From 286659a38be5db399d0b9f807fac7b980d6c0b7e Mon Sep 17 00:00:00 2001
From: Mehdi Abaakouk <sileht@redhat.com>
Date: Wed, 17 Jun 2015 18:45:24 +0200
Subject: [PATCH] Don't reply when we known that client is gone

In case of a broker restart/failover a reply queue can be
unreachable for short period the IncomingMessage.send_reply
will block for 60 seconds in this case or until rabbit recovers.

But in case of the reply queue is unreachable because the
rpc client is really gone, we can have a ton of reply to send
waiting 60 seconds.
This leads to a starvation of connection of the pool
The rpc server take to much time to send reply, other rpc client will
raise TimeoutError because their don't receive their replies in time.

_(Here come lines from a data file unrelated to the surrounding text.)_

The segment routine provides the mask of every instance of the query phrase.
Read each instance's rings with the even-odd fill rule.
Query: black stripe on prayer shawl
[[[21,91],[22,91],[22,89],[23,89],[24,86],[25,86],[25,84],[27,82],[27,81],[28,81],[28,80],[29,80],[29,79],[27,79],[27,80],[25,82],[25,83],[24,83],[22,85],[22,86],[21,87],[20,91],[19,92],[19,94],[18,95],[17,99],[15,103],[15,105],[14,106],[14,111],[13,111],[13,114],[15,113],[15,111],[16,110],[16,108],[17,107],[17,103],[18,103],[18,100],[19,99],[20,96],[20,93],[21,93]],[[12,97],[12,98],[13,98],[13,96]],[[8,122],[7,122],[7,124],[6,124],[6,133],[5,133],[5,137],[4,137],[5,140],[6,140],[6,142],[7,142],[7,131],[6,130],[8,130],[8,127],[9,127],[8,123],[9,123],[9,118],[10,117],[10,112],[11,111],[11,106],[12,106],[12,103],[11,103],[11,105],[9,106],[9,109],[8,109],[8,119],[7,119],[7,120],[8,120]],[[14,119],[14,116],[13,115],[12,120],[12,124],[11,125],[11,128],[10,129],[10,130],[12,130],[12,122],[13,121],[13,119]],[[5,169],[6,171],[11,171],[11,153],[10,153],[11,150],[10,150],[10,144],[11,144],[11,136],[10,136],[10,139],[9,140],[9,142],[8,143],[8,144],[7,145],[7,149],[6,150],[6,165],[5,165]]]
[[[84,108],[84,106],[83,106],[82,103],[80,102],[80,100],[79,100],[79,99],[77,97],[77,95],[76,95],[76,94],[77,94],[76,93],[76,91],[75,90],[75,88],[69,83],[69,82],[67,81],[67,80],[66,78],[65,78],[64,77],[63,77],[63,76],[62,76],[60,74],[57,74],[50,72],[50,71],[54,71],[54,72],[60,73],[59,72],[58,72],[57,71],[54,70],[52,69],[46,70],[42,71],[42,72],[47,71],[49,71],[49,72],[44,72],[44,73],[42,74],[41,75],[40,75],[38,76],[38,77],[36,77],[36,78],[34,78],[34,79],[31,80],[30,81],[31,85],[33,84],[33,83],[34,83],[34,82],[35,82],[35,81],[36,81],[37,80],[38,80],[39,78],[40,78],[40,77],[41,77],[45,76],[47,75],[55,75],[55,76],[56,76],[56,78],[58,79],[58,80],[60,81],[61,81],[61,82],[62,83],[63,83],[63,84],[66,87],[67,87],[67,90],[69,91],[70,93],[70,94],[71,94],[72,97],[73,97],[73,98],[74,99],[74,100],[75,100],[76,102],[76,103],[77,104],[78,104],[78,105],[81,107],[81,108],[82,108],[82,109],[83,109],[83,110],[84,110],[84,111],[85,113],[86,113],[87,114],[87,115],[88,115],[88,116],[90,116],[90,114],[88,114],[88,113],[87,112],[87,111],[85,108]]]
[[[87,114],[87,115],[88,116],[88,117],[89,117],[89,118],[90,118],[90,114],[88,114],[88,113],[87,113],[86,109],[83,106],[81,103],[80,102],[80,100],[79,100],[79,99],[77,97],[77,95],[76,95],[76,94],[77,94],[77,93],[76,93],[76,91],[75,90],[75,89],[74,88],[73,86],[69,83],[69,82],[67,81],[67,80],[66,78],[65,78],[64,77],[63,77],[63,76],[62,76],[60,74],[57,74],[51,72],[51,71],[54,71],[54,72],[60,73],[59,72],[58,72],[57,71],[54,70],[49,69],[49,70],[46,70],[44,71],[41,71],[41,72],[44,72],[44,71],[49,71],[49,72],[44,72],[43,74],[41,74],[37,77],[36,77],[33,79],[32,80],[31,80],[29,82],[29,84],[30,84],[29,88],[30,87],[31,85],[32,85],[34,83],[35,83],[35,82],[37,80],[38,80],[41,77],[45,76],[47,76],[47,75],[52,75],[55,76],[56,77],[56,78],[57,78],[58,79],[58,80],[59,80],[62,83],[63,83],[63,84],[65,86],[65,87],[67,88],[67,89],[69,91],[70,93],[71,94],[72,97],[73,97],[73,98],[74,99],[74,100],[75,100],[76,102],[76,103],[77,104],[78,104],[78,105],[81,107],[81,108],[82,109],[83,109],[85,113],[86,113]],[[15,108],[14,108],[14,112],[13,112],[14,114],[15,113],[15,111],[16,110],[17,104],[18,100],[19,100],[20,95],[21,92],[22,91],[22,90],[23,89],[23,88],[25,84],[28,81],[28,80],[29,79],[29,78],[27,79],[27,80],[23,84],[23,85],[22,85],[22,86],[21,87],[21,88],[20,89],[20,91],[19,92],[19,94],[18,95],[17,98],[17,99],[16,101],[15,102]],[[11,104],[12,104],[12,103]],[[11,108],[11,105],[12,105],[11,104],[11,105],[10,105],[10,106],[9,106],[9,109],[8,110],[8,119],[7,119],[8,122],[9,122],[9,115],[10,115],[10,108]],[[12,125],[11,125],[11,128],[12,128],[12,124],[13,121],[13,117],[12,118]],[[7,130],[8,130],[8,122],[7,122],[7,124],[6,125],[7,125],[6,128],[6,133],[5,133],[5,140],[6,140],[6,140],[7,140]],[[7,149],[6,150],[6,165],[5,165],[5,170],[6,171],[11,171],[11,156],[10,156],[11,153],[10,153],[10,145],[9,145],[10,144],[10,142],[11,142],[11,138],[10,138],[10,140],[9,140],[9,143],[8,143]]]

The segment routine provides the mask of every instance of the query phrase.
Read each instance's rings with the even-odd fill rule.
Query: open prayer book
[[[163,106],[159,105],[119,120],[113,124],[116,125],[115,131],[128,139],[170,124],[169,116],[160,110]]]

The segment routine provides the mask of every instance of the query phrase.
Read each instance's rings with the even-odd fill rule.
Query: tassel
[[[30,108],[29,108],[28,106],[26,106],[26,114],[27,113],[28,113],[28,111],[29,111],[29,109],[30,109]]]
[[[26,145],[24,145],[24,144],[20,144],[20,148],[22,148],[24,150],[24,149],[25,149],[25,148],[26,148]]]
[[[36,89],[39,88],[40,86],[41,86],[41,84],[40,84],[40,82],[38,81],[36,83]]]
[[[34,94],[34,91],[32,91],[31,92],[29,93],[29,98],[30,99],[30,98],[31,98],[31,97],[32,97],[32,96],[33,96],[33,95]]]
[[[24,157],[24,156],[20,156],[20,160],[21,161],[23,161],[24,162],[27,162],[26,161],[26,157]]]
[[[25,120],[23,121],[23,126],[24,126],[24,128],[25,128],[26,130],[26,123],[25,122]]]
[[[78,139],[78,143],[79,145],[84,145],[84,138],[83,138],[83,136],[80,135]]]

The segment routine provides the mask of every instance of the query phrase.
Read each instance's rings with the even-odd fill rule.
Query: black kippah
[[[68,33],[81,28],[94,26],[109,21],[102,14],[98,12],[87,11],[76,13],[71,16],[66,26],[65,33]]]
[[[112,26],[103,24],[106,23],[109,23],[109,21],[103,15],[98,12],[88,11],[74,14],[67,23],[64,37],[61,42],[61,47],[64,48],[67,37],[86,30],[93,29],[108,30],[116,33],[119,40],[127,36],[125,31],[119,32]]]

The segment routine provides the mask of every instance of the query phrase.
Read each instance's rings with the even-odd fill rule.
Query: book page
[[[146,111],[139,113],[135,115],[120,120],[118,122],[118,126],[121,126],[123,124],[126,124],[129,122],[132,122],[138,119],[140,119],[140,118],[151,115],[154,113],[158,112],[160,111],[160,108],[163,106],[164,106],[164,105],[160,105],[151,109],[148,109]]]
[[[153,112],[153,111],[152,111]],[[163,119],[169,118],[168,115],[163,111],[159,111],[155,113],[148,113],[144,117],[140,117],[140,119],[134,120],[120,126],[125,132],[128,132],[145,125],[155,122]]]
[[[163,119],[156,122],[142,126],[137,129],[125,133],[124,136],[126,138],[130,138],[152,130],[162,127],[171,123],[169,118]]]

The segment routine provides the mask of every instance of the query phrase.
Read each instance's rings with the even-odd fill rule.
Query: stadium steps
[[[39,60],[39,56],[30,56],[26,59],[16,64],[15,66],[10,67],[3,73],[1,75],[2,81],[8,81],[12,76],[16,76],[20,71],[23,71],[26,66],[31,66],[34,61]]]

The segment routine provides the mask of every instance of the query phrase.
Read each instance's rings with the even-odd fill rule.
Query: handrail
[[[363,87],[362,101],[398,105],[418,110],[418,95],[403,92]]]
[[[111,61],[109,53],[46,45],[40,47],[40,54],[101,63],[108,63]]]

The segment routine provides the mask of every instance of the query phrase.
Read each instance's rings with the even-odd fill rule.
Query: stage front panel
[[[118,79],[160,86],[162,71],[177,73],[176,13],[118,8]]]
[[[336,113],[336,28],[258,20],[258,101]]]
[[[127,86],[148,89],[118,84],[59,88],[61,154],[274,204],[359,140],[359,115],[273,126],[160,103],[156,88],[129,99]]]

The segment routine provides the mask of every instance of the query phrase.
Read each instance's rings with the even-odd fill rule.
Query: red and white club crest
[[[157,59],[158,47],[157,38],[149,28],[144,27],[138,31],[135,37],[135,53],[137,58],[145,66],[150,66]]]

This changes introduces an object cache that stores already known gone
client to not wait 60 seconds and hold a connection of the pool
Keeping 200 last gone rpc client for 1 minute is enough
and doesn't hold to much memory.

This also don't raise anymore a frightening exception when we can't send reply
to the rpc client. But just logging a info about missing exchange and
a warning about unsend reply.

Closes-bug: #1460652

Change-Id: I928b30c9b5f9ee007532ff703e136640b0e8aaf4
---
 oslo_messaging/_drivers/amqp.py               |  4 +
 oslo_messaging/_drivers/amqpdriver.py         | 76 ++++++++++++++++++-
 oslo_messaging/_drivers/impl_rabbit.py        | 11 ++-
 .../tests/drivers/test_impl_rabbit.py         | 39 +++++++++-
 requirements.txt                              |  1 +
 5 files changed, 124 insertions(+), 7 deletions(-)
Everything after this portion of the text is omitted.